Sağlık çalışanlarının bu zor günlerin kahramanı olarak her daim anılmaya devam edileceğini belirten Destici, “Sağlık çalışanlarımızın çalışma şartları, ücretleri ve özlük haklarıyla ilgili yılardır dile getirdiğimiz dengesizliğin giderilmesini yetki sahiplerine hatırlatmayı bir görev addediyorum. Bu konuda, yani sağlık çalışanlarımızın ücretleri, çalışma şartları ve özlük haklarıyla ilgili iyileştirmenin kamu vicdanı için de bir öncelik haline geldiğini tekrar ifade etmek istiyorum. Hastalıkla mücadeledeki iyileşme seyri, rakamlar ve aşıyla ilgili umut verici gelişmeler, Cumhuriyet tarihimizin en karanlık günlerini yaşadığımız gerçeğini de bize unutturmamalı. Ayrıca ekonomileri itibarıyla gelişmemiş olarak sınıflandırılan, özellikle her zaman sahipsiz olan Afrika’daki Müslüman kardeşlerimize, yani sömürülenlere aşı ulaştırılmasıyla ilgili Türkiye’nin öncü olması ve inisiyatif alması dileklerimizi aracılığınızla kamuoyuyla ve hükümetimizle paylaşmak istiyorum” diye konuştu.

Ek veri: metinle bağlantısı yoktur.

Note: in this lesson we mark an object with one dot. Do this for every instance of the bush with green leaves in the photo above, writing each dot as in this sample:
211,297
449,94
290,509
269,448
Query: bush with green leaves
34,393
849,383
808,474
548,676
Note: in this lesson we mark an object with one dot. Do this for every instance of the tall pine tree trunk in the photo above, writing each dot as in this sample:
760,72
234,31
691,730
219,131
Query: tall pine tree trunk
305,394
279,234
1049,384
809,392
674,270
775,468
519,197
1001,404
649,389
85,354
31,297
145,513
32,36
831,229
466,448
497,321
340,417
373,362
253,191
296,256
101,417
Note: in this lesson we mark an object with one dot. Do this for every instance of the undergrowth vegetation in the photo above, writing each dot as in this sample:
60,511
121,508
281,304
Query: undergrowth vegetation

“OKULLAR AÇILSA BİLE HAFTA SONU KISITLAMALARI ZATEN HAFTA SONU EĞİTİM OLMAYACAĞI İÇİN DEVAM ETMELİDİR”
Destici, 15 Şubat’ta okulların yüz yüze eğitime geçmesini temenni ederek, “Zaten okullar hafta içi eğitim veriyor. Yine aynı şekilde hafta sonu bu kısıtlamaların belli bir süre daha faydalı olacağı yönündeki düşüncemi de çok açık ve net ifade etmek istiyorum. Okullar açılsa bile hafta sonu kısıtlamaları zaten hafta sonu eğitim olmayacağı için devam etmelidir” açıklamasında bulundu.
“İSTANBUL VE ANKARA GİBİ BÜYÜKŞEHİRLERDE İÇME SUYUNUN SORUMLULUĞU YEREL YÖNETİMLERDEDİR”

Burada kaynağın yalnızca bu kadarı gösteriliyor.